Non-Convex Global Optimization as an Optimal Stabilization Problem: Dynamical Properties

TL;DR

This paper demonstrates that optimal control trajectories for non-convex functions can be designed to converge globally and practically to the set of global minimizers, using a control-theoretic approach without solving complex equations.

Contribution

It introduces a novel control-theoretic framework for global optimization of non-convex functions, establishing convergence properties without solving ergodic Hamilton-Jacobi-Bellman equations.

Findings

Trajectories converge to global minimizers within any desired tolerance.
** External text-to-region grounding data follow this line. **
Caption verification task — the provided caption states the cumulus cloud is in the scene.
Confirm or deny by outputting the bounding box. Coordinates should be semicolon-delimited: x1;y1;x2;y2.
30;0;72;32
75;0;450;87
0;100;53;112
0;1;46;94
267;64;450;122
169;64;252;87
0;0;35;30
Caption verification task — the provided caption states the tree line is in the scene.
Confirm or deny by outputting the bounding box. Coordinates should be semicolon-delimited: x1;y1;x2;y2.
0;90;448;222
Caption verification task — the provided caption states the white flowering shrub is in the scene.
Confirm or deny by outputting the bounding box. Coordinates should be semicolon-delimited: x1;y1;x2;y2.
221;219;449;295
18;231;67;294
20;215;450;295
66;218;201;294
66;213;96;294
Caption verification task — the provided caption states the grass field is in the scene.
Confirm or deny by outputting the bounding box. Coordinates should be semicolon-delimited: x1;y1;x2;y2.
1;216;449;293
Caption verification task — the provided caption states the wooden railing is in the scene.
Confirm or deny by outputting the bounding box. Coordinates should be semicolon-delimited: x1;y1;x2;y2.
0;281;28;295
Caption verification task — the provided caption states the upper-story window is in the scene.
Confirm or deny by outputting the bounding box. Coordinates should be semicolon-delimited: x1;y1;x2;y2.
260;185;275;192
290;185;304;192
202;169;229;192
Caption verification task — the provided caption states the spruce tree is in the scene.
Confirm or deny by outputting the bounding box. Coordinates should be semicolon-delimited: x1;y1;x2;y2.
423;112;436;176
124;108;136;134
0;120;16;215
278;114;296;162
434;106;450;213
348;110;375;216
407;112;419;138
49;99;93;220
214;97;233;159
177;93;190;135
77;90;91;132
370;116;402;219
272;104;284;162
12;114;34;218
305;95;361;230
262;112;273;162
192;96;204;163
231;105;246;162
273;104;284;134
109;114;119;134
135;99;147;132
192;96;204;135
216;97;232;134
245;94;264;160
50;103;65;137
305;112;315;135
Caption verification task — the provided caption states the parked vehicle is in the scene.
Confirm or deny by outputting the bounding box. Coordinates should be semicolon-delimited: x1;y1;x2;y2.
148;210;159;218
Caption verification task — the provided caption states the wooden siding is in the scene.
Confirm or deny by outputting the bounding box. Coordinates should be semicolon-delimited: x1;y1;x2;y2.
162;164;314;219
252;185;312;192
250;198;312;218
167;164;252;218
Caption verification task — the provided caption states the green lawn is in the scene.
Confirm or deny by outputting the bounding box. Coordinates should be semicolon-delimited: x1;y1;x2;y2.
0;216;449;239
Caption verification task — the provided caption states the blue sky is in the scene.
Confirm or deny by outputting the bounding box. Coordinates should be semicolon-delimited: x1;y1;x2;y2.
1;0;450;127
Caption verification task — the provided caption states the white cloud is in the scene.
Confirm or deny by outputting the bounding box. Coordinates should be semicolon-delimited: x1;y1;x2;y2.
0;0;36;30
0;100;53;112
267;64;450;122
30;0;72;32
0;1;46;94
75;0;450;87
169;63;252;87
Convergence is achieved without solving ergodic Hamilton-Jacobi-Bellman equations.

Results apply to multiple problem formulations including discounted and non-discounted cases.

Abstract

We study global optimization of non-convex functions through optimal control theory. Our main result establishes that (quasi-)optimal trajectories of a discounted control problem converge globally and practically asymptotically to the set of global minimizers. Specifically, for any tolerance $\eta > 0$, there exist parameters $\lambda$ (discount rate) and $t$ (time horizon) such that trajectories remain within an $\eta$-neighborhood of the global minimizers after some finite time $\tau$. This convergence is achieved directly, without solving ergodic Hamilton-Jacobi-Bellman equations. We prove parallel results for three problem formulations: evolutive discounted, stationary discounted, and evolutive non-discounted cases. The analysis relies on occupation measures to quantify the fraction of time trajectories spend away from the minimizer set, establishing both reachability and stability properties.